There were no significant differences between both groups concerning the percentage enhancement of the intrahepatic portal vein and the parenchyma of the liver over time. Reason therefore may be that influencing factors like saturation effects, protein binding, and bolus geometry do not play a role once the contrast agent has passed the capillary bed of the bowel and reaches the liver via the portal vein. For the enhancement of venous structures and parenchymal organs, the total dose of the contrast media rather than the injection rate is relevant for the enhancement in more delayed phases, as it is already known from CT (27).

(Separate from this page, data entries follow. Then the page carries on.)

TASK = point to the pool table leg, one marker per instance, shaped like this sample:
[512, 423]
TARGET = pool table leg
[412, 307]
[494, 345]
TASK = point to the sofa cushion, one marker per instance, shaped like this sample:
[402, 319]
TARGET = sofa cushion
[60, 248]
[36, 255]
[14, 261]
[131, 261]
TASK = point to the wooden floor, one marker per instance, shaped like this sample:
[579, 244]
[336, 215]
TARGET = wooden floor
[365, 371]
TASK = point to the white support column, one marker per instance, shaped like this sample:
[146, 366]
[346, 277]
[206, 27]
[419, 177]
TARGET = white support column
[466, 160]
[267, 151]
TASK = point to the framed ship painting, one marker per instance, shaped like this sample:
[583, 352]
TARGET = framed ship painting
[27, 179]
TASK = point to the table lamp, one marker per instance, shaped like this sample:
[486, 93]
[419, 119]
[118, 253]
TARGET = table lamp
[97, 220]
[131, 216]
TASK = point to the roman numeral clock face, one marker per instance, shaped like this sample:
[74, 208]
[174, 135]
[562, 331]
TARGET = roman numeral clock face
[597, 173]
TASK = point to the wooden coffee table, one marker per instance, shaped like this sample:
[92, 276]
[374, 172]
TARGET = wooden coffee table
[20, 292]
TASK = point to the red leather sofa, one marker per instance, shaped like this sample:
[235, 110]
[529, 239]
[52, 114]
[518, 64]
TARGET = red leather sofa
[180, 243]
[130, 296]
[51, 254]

Similar results were described in a study by Chung et al. (20). They found as well a significantly higher SNR of the aorta in the arterial phase using an injection rate of 1 mL/ s in comparison with an injection rate of 2 mL/s on a 3.0 T MR system. However, according to the study of Haradome et al. (19), in 216 patients the injection rate of 1 mL/s in combination with the MR fluoroscopic triggering technique significantly increased not only the SNR of the aorta but also the SNR of the portal vein on arterial phase images on a 1.5T MR system. Therefore the benefit of a slower injection rate without using a MR fluoroscopic triggering technique on a 1.5T MR system remained still unclear.

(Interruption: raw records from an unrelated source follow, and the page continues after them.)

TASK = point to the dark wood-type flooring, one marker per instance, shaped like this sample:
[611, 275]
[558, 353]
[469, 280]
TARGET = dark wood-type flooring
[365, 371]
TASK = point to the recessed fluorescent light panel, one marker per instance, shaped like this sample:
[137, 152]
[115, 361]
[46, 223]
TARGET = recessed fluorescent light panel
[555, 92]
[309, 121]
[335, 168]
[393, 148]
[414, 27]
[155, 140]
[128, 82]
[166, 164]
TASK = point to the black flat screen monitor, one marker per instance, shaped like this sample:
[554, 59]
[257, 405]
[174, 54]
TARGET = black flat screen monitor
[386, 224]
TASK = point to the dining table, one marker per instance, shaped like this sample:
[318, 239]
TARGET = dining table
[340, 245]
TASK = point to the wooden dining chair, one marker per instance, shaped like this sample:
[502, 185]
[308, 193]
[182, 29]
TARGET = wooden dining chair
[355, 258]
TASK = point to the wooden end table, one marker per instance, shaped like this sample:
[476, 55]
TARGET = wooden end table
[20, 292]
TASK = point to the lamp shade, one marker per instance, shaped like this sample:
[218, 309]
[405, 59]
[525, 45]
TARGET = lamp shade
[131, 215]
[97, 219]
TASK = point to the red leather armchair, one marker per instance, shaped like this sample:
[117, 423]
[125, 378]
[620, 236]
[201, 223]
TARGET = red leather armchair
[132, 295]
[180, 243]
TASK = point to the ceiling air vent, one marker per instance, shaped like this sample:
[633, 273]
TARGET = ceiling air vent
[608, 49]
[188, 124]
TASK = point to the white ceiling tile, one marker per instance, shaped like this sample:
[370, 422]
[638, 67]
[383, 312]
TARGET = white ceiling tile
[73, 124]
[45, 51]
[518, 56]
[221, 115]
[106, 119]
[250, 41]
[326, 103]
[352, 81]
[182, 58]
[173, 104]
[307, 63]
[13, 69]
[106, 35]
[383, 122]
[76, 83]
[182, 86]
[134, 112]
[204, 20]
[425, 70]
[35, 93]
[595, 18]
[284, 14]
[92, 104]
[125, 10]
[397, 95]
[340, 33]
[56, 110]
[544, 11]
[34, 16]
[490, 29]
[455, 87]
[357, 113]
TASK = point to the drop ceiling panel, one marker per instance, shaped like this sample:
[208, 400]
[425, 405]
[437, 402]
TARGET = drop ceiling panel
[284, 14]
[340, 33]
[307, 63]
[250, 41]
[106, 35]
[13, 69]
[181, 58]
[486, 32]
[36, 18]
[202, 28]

Our study has limitations due to its retrospective design. This is a single center study using a single scanner. We evaluated interindividual data, but the results of the signal intensity chances of the intrahepatic portal vein and of the liver parenchyma indicate that there were no methodical errors. In addition we compared only two different injection rates and tested only one version of a 3D GRE sequence.
In conclusion, our results show that that a lower injection rate of 1 mL/s Gd-EOB-DTPA enables a higher enhancement of the aorta in the arterial phase and the aortic perfusion parameters, whereas there are no significant signal differences in the intrahepatic portal vein and liver parenchyma.